Hello! I am Jisen Li, an undergraduate student majoring in Mathematics and Computer Science at the University of Illinois Urbana-Champaign (UIUC), graduating in May 2026. My research interests focus on inference, retrieval and ranking, and AI agents. I am currently a Research Intern at Together AI, working on speculative decoding and model quantization under the supervision of Dr. Shirley Wu and Prof. Shuaiwen Leon Song.

In industry research, I have interned at Nexa AI, where I worked on on-device models and AI agents; at Snowflake, focusing on embedded search models and hybrid retrieval systems; and at TikTok, where I developed multimodal recommendation models.

In academic research, I have worked at UIUC U-Lab under the supervision of Prof. Jiaxuan You, researching AI agent communication protocols and multi-agent benchmarking. I have also conducted research at the University of Chicago under the supervision of Dr. Eliu A. Huerta, focusing on AI deployment, and at Tsinghua University under the guidance of Prof. Yongqiang Lyu, focusing on computer vision and digital signal processing.

Outside of research, I enjoy fitness and strategy games such as Go. Please feel free to reach out at jisenli2@illinois.edu—I would be happy to discuss collaboration opportunities.

News 🎉

  • [Feb 2026] Aurora Day Zero support for Qwen3-Coder-Next-FP8! [Checkpoint].
  • [Jan 2026] Joined Together AI as Research Intern!
  • [Jan 2026] Kitty paper accepted to MLSys 2026!
  • [Dec 2025] Grateful for OpenAI offer, but chose different path!

Research Interests

  • Inference: Speculative Decoding, KV Cache Quantization, and efficient model serving.
  • LLM Fine-tuning: Instruction tuning, contrastive learning, CoT, and RLHF for alignment.
  • Multimodal: Vision-text models and cross-modal alignment using frozen LLMs.
  • Agentic AI: Agents with memory, planning, and decision-making for collaboration.

Industry Experience

Together AI Together AI – Research Intern Jan 2026 – Present

Speculative Decoding (Aurora): Developed a unified training-serving system that continuously learns speculators from live inference traces, achieving 1.45× speedup on frontier models and 1.25× additional speedup under distribution shift. [Paper]

Nexa AI Nexa AI – AI Research Engineer Intern Oct 2025 – Dec 2025

On-Device AI Agent: Deployed local Qwen3 VL model via Nexa SDK for on-device agent with tool use, and contributed to nexa-sdk for efficient NPU-based inference.

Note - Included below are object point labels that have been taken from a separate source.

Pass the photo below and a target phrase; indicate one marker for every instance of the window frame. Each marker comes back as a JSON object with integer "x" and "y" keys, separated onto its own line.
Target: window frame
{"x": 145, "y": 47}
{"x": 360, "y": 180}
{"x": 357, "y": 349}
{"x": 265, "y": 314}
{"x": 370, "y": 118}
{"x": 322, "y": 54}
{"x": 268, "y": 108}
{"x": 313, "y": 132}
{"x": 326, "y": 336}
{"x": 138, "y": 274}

Snowflake Snowflake – Software Engineer Intern (AI/ML) May 2025 – Aug 2025

Cortex Search: Fine-tuned Arctic embed v2.0 for semantic retrieval using contrastive learning and CoT-generated queries, improving nDCG by 15%, and developed a Gaussian Process Optimization system for auto-tuning hybrid search parameters deployed to Global Service.

TikTok TikTok – Machine Learning Engineer Intern Aug 2024 – Dec 2024

Multimodal Recommendation: Developed Rec-Qwen model based on Qwen2.5-0.5B/7B with a LLaVA-inspired architecture to align user profiles and content embeddings under a frozen LLM backbone, achieving a 28% CTR accuracy gain in item recommendation.

Academic Research

Together AI Together AI Sep 2025 – Present

KV Cache Quantization (Kitty): Developed Kitty, a mixed-precision KV caching system. Introduced Dynamic Channel-wise Precision Boost, achieving 8× memory reduction with near-zero accuracy loss and 2.1×–4.1× throughput improvement.

Outcome: Core Contributor, MLSys 2026. Supervised by Dr. Shirley Wu. [Paper] [Code]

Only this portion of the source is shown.